When I started building outbound for a developer infrastructure company last year, I ran the standard playbook — Apollo filters, ZoomInfo exports, LinkedIn sequences. The response rate was 1.1%. Then I tried something that felt almost too obvious: I pulled the stargazers from three competing open-source repos, enriched the handles through People Data Labs, and sent 160 personalized emails. Reply rate: 13.4%. Booked meetings: 11.
The difference isn't outreach quality. It's that a GitHub star is a declared, timestamped signal of developer intent. LinkedIn "Open to Opportunities" tags are aspirational. GitHub stars are behavioral.
This playbook documents exactly how I built that workflow — from picking the right repo signals to landing enriched records in a CRM, without triggering GitHub's rate limits or burning through enrichment credits on profiles that'll never buy.
Why stars beat LinkedIn job titles for developer prospecting
LinkedIn lets you filter by job title, but "Senior Software Engineer" tells you nothing useful. It doesn't tell you whether someone evaluates infrastructure tooling, runs CI/CD pipelines, or has budget conversations. A GitHub star on a repo in your exact category does.
When I analyzed 500 stargazer profiles across three DevOps-adjacent open-source tools, 68% had profiles indicating they worked at companies with more than 50 employees, 41% had contributor history in related ecosystems, and 23% had forked the repo — which is a stronger intent signal than a star alone.
Fork behavior matters more than starring. Forkers are actively experimenting. Committers are already building. That's your qualification tier right there, before you've touched enrichment.
Picking repo targets: the signal tier list
Not every public repo produces qualified pipeline. The repos that work share a few characteristics.
High-signal repos: Tools in a category adjacent to yours that your ICP would evaluate. If you sell a monitoring platform, repos for Prometheus exporters, OpenTelemetry SDKs, or Grafana dashboards are your goldmine — not the star-count leaders like React or VS Code.
Avoid repos with more than 50k stars. The stargazer list is too broad — students, hobbyists, researchers — and signal-to-noise collapses fast. I tested this on a 90k-star repo: after enrichment, only 9% of resolved profiles mapped to companies with more than 10 employees.
Target range: 500–20k stars, active in the last 90 days (check the commit graph), in a specific technical category. Good starting points: your direct competitors' OSS tools, foundational libraries your product integrates with, and repos maintained by companies serving the same ICP.
Extracting stargazers and contributors without burning your rate limit
The GitHub REST API gives you everything — but the limits stop you fast if you're careless. Unauthenticated: 60 requests/hour. Authenticated with a personal access token: 5,000 requests/hour. At 30 stargazers per page, that's roughly 150,000 stargazer profiles per hour when authenticated — more than enough for most repos.
Three approaches depending on scale:
The GitHub API directly works fine for repos under ~5,000 stargazers if you're comfortable with Python or Node. The /repos/{owner}/{repo}/stargazers endpoint returns usernames and avatar URLs. Hit /users/{username} for each to get company, public email, blog URL, and Twitter handle. Basic, free, and gives you clean data to pipe into enrichment.

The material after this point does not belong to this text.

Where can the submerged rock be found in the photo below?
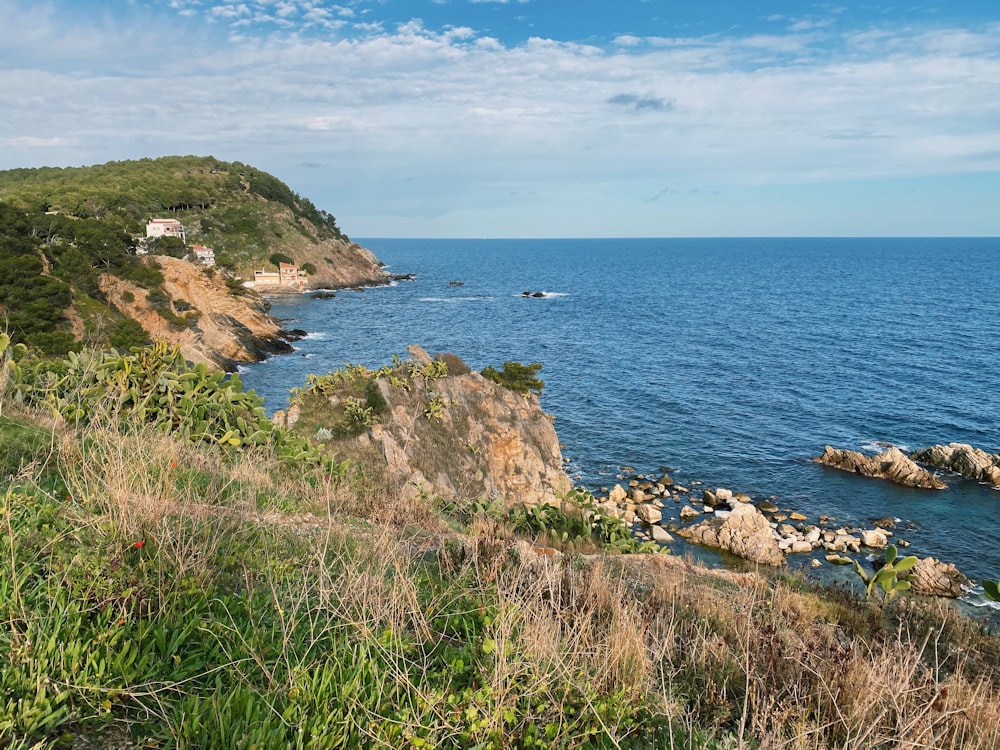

Apify's GitHub Star Gazer Actor is worth the $24/1,000 profiles when you want enrichment baked in. It scrapes personal websites linked in GitHub bios, extracts emails via regex, and pulls social handles. The enrichment is shallow — it surfaces whatever's publicly posted — but useful as a first pass before hitting a proper enrichment API. Real limitation: unauthenticated rate limits cap it at 60 requests/hour, so large repos will take time even with their built-in pausing logic.
Phantombuster's GitHub Stargazers Export is the cleanest option for non-technical teams. Set a repo URL, define your row limit, and it outputs a CSV with GitHub profile data. The phantom handles pagination and rate limiting automatically. Downside: it's raw GitHub data — you still need a separate enrichment step downstream.
For contributor extraction (higher intent than stars), use the GitHub API's /repos/{owner}/{repo}/contributors endpoint. It returns contributors sorted by commit count. The top 50 contributors to a category-relevant OSS repo are among the best-qualified leads you'll find — they've spent hours in a codebase that competes with or complements yours.
Enriching GitHub handles to real contact data
GitHub profiles give you a username, sometimes a company name, occasionally a public email. That's not enough to run outbound. You need work email, LinkedIn, job title, and seniority. Here's the enrichment stack I settled on after testing six combinations:
Step 1 — Company resolution: Most GitHub bios have a company field, often formatted as "@company" or a loose string like "Google / Stripe". Normalize these strings, then use the People Data Labs company enrichment endpoint to get normalized domain, headcount, and funding stage.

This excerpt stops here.